What you might not know is whether The First Fifteen Lives of Harry August is truly any good, or just the latest in a long line of debuts perpetually pitched as the next next big thing. Well. Consider this confirmation: The First Fifteen Lives of Harry August is an extraordinary novel, as the publicity has promised. I'll be reviewing it in full at a later date, but for today, a quick quote.
It takes the form of a discussion between our protagonist and his friend and fellow academic, and it touches on two topics I've been dealing with whilst teaching recently: the inadequacy of studying any one subject without others to temper our learning, as well as the question of academic success versus actual education. Here, Harry's helping Vincent figure out his final year thesis:
The turning of the stars in the heavens, the breaking of the atoms of existence, the bending of light in our sky, the rolling of electromagnetic waves through our very bodies...

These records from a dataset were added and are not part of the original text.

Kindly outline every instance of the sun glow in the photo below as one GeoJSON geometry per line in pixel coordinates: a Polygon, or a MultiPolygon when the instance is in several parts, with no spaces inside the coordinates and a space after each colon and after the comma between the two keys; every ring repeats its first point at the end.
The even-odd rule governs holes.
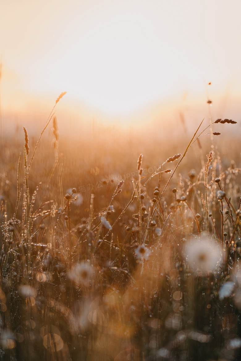
{"type": "Polygon", "coordinates": [[[70,56],[58,76],[61,88],[106,113],[123,114],[161,96],[172,69],[160,52],[114,38],[70,56]]]}

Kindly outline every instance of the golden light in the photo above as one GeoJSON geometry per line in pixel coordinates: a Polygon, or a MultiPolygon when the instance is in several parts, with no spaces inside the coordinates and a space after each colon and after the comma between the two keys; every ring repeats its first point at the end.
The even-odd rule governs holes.
{"type": "Polygon", "coordinates": [[[163,54],[124,38],[99,42],[73,53],[61,67],[61,88],[109,113],[135,110],[163,95],[172,74],[163,54]]]}

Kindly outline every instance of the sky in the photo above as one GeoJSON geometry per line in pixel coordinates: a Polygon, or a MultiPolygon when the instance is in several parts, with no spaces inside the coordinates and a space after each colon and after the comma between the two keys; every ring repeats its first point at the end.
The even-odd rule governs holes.
{"type": "Polygon", "coordinates": [[[121,119],[184,97],[202,101],[207,89],[220,103],[241,95],[240,0],[8,0],[0,8],[4,113],[49,108],[63,91],[69,107],[121,119]]]}

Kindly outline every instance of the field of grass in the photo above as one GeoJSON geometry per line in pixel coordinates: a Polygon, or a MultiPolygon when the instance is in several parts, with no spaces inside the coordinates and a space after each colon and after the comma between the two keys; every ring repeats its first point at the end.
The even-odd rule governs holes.
{"type": "Polygon", "coordinates": [[[2,140],[0,359],[241,359],[239,125],[203,118],[2,140]]]}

"Yes yes yes." He flapped his hands. "That's all important! But ten thousand words of thesis is... well, it's nothing. And then there's this assumption that I should focus on one thing along, as if it's possible to comprehend the structure of the sun without truly understanding the nature of atomic behaviour!"

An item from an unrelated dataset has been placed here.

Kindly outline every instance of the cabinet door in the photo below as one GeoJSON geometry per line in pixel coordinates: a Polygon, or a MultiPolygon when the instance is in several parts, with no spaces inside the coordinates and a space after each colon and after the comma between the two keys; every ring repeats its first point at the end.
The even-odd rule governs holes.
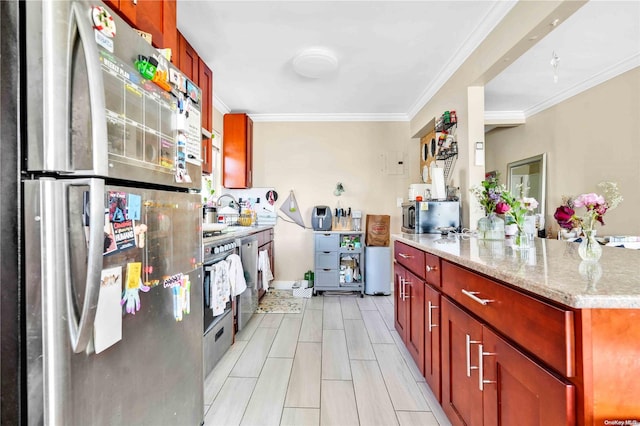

Here it was again, the familiar rant.
"We talk about a theory of everything," he spat, "as if it were a thing which will just be discovered overnight. As if a second Einstein will one day sit up in his bed and exclaim, "Mein Gott! Ich habe es gesehen!" and that's it, the universe comprehended. I find it offensive, genuinely offensive, to think that the solution is going to be found in numbers, or in atoms, or in great galactic forces—as if our petty academia could truly comprehend on a single side of A4 the structure of the universe. X = Y. we seem to say; one day there will be a theory of everything and then we can stop. We'll have won—all things will be known. Codswallop."
"Codswallop and barney," he agreed firmly, "to paraphrase Dr Johnson."
Perhaps, I suggested, the fate of the universe could briefly take second place to the thorny issue of graduating with honours?
He blew loudly between his lips, a liquid sound of contempt. "That," he exclaimed, "is precisely what's wrong with academics." (p.190)
The First Fifteen Lives of Harry August will be published by Orbit on April 8th, and you really need to read it: it's as good as guaranteed to be of the best books of the year.